Namun, ada perbedaan hakiki antara “persekutuan” (communion) dengan massa (mass). Perbedaannya dijelaskan oleh filsuf Gabriel Marcel sebagai berikut.
Persekutuan (communion) adalah kebersamaan yang bersifat intersubjektif. Artinya, setiap individu diperlakukan atau memperlakukan diri sebagai subjek yang berotonomi (eksistensial). Mengapa demikian? Sebab kebersamaan dalam bingkai persekutuan adalah kebersamaan yang berlandaskan cinta kasih, dan cinta kasih itu, kata Marcel, adalah eksistensi hakiki Allah (God).
Kata kunci hakikat relasi antar-anggota persekutuan dalam filsafat Marcel adalah : I – Thou (Aku – Engkau). Ini berlaku secara vertikal dan horisontal.
Berbeda dengan persekutuan, massa adalah kebersamaan yang dibangun secara terobjektivisasi. Relasi antarindividu dalam massa dengan demikian bersifat “saling mengobjeki”. Serentak dengan itu, semua individu dalam massa menjadi objek kekuasaan yang berada di luar diri mereka.
Kata kunci hakikat relasi sesama manusia dalam massa adalah : I – It (Aku – Ia). Ini mengingatkan filsafat eksistensialisme Jean Paul Sartre. Memang ini perbedaan Marcel yang theis/monotheis dengan Sartre yang atheis.
Perbedaan hakiki antara Persekutuan dan Massa dalam pandangan Marcel tadi niscaya berimplikasi pada pola pikir dan sikap hidup manusia secara universal. Di dalam persekutuan, manusia membutuhkan keleluasaan berpikir rasional dan objektif demi tercapainya makna kehidupan bersama yang sesungguhnya. Sebaliknya, di dalam massa, manusia kehilangan individualitas, rasionalitas dan objektivitas karena massa hanya instrumen/objek, bukan subjek.
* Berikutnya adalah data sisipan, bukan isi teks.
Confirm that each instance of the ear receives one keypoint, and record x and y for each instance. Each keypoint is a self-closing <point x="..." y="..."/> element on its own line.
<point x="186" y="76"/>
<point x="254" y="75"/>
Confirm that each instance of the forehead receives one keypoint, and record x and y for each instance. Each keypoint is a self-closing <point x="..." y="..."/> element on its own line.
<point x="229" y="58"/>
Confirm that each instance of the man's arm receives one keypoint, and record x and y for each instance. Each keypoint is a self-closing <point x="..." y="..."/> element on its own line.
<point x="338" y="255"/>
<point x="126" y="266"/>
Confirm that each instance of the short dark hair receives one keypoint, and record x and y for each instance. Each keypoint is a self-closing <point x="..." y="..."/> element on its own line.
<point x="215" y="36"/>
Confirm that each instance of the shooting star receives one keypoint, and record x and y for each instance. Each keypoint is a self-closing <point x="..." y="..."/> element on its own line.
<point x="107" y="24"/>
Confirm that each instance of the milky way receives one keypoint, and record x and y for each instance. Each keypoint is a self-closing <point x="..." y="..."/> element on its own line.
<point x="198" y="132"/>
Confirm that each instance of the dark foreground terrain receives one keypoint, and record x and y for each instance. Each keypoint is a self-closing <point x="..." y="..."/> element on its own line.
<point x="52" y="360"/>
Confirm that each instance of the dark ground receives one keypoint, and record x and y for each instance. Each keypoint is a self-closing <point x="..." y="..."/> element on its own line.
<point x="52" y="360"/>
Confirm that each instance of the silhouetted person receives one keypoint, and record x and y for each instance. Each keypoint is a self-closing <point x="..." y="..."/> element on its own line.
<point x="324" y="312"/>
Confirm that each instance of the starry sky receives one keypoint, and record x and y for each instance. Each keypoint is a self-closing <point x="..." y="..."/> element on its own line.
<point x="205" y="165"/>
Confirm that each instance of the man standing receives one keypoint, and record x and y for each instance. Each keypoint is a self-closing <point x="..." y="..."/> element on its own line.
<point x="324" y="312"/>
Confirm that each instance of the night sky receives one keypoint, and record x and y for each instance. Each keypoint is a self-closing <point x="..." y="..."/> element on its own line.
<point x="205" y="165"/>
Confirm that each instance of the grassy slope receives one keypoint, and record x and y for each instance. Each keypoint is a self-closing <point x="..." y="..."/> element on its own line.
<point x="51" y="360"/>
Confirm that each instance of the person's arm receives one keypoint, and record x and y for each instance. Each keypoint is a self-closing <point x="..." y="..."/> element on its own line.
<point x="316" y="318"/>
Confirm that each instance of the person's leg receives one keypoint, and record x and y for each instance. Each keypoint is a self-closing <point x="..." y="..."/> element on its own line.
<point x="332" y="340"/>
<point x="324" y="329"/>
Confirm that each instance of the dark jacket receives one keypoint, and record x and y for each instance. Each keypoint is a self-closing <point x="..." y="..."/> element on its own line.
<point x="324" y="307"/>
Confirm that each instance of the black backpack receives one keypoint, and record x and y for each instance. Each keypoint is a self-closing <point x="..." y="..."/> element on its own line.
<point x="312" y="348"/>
Marcel jelas merayakan persekutuan daripada massa. Perayaan ini mencapai titik temunya pada kedalaman makna ideal keberadaan Gereja sebagai persekutuan Kristen yang berlandaskan kasih Allah.
Tinggal persoalannya sekarang, bagaimanakah Gereja menjalani eksistensinya tersebut?
Fenomena yang muncul belakangan kebersamaan hidup kita sebagai Gereja atau di dalam Gereja cenderung terkikis dari makna persekutuan menjadi massa. Penyebabnya adalah pelayanan Gereja lebih dikelola dengan pendekatan kekuasaan daripada kasih.
Ekses dari keterkikisan itu adalah mencuatnya dominasi sikap irasional dan subjektivisme atas pemikiran kritis, rasional dan objektif. Salah satu contohnya adalah adu argumen seputar agenda pelaksanaan SMSI.
Persoalan begini seharusnya disikapi secara kritis, rasional dan objektif, karena SMSI adalah persoalan Tata Gereja yang lahir dari pemikiran-pemikiran akademis teologis/eklesiologis yang didukung dengan kajian-kajian linguistik, sosiologi, ilmu manajemen, bahkan ilmu hukum.
Tapi adu argumen di tengah-tengah kondisi kehidupan gereja yang sudah terjerembab ke selokan massifikasi membuat pemikiran kritis, rasional dan objektif hanya diperhadapkan dengan irasionalitas dan subjektivitas yang praksisnya lebih memperdengarkan gemuruh tempik sorak dukungan terhadap ketidakbenaran.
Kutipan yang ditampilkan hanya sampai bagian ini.